Strings 2008 all

From MDWiki
Revision as of 00:42, 29 January 2008 by ThomasHuber (talk | contribs)
(diff) ← Older revision | Latest revision (diff) | Newer revision → (diff)
Jump to navigationJump to search

The Big Picture

Genomics has drastically changed the way we see the world

  • Genome sequencing
    • 1994 first (bacterial) genome sequenced
    • 2001 Human genome completed

Times Magazine


  • ENCODE project (2007)

Nature cover


GOS Expedition


  • 1000 Genomes program (2008)
    • January 22 2008 NIH News: NIH announces "sequencing the genomes of at least a thousand people from around the world to create the most detailed and medically useful picture to date of human genetic variation"

1000 genomes



Strings and searching

Why are we covering this material

  • Strings are the most basic data structure to store information
  • Strings are commonly encountered in all fields of daily life
    • text strings (arts)
    • bit or data strings (computer science, physics, astronomy, ...)
    • biological sequences (biology)
  • To retrieve information we need to search strings (quickly!)
    • google text search
    • search for extraterrestrial life
    • searching genomic sequences

Topics in this section

  • Background: Biological sequences
    • What is DNA, RNA, protein
    • The central dogma of biology
    • Evolution (tree of life)
  • Comparing sequences
    • exact matches
    • similar matches
  • Searching pattern in sequences
    • exact matches
    • similar matches


Background: Biological sequences

  • DNA, RNA, protein
    • universal molecules of life (from tiny micro-organisms to large mammals)
    • state the chemical structure of DNA, RNA and protein
      • DNA: 4 nucleotides, double helix, base pairing
      • RNA: 4 nucleotides, single stranded
      • protein: 20 amino acids, complex 3D structure
  • central dogma of molecular biology
    • = transfer of sequence information from DNA (mastercopy) to RNA (blueprint) to protein (construct)
    • introduce terminology: transcription and translation
    • universal code of life (from tiny micro-organisms to large mammals)
    • introduce the concepts of reading frames and reverse compliment
  • evolution and tree of life
    • discuss how organisms are related (evolution) and how this relations can be represented (tree of life)


Reading material:

Chapter 1 from Zvelebil and Baum's Understanding bioinformatics


Imtroduction to string comparison

A daily life task and key concept in science is comparing two objects. We learned earlier that a string is the simplest data structure to store information, thus by comparing two strings encoding the objects will allow us to compare them.

Examples:

  • According to the Oxford English dictionary the correct spelling for the word is: Introduction. Was it spelled correctly in the title of this page?
  • The DNA fragment ACTTTAGCCAT was extracted from a sample collected from the rare Babelfish. Further analysis has shown that the Babelfish sequence is ACTTGAGCCAT while the human sequence is ACTTTAGCCAT. Was the extracted DNA sequence indeed from the Babelfish or a contaminant of human DNA?


Discovery question:

Go to Ensembl Human genome. How many base pairs does the human genome have? How long would it take you to compare the DNA of two humans if you can compare 10 nucleotides per second?


Formalisation

Given two strings s1 and s2, compare each pair of elements. The two strings are the same if for all pairs the characters are identical.

simple python code


def StringsAreIdentical(s1, s2):
    """ checks if two strings s1 and s2 are identical"""

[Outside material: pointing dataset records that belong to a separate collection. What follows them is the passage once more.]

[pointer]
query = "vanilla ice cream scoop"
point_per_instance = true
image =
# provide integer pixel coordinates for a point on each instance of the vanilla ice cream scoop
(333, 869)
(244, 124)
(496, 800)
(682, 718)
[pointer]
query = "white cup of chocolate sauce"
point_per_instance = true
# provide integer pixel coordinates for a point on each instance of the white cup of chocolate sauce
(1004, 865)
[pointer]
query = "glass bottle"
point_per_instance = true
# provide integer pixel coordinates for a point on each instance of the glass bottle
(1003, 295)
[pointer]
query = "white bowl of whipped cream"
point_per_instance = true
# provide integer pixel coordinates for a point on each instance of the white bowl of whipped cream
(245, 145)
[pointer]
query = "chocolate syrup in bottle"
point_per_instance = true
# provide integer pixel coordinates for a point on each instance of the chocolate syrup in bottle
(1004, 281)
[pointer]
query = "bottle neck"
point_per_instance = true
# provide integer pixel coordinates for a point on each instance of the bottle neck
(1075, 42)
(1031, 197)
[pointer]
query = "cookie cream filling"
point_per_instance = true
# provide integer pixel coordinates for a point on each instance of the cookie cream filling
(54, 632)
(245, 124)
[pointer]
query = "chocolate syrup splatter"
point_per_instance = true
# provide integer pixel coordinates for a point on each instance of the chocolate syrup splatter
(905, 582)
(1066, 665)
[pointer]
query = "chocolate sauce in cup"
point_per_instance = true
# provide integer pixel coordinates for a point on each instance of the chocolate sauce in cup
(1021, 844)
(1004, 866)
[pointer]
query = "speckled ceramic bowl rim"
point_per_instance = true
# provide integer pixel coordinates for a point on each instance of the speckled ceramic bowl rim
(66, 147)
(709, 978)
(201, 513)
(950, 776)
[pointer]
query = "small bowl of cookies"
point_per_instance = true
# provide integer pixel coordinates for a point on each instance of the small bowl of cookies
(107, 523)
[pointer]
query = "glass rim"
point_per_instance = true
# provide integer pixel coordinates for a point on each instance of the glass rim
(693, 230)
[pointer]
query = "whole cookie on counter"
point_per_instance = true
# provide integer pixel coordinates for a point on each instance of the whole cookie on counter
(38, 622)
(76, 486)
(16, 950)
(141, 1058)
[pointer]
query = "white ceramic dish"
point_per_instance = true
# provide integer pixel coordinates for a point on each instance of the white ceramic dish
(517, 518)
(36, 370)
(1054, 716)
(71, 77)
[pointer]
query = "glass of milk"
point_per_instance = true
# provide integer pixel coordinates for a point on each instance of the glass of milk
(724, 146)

    # not identical if different length
    if (len(s1) != len(s2)):
        return 0

    for i in range(len(s1)):
        if (s1[i] != s2[i]):
            return 0;        # not identical
    return 1


dna_probe = 'ACTTTAGCCAT'

dna_human = 'ACTTTAGCCAT'
dna_babelfish = 'ACTTGAGCCAT'

compare1 = StringsAreIdentical(dna_probe, dna_human)
compare2 = StringsAreIdentical(dna_probe, dna_babelfish)

if ((compare1 == 1) and (compare2 == 1)):
    print "probe DNA is identical with both human and babelfish DNA"
elif ((compare1 == 1) and (compare2 == 0)):
    print "probe DNA is identical with human DNA"
elif ((compare1 == 0) and (compare2 == 1)):
    print "probe DNA is identical with babelfish DNA"
else:
    print "probe DNA is identical with neither human nor babelfish DNA"


Pattern search

Text searching is an example of a simple problem with different algorithmic approaches. In practice most commonly one needs to check if a pattern (a short string) is contained in a larger string, and if so at which location.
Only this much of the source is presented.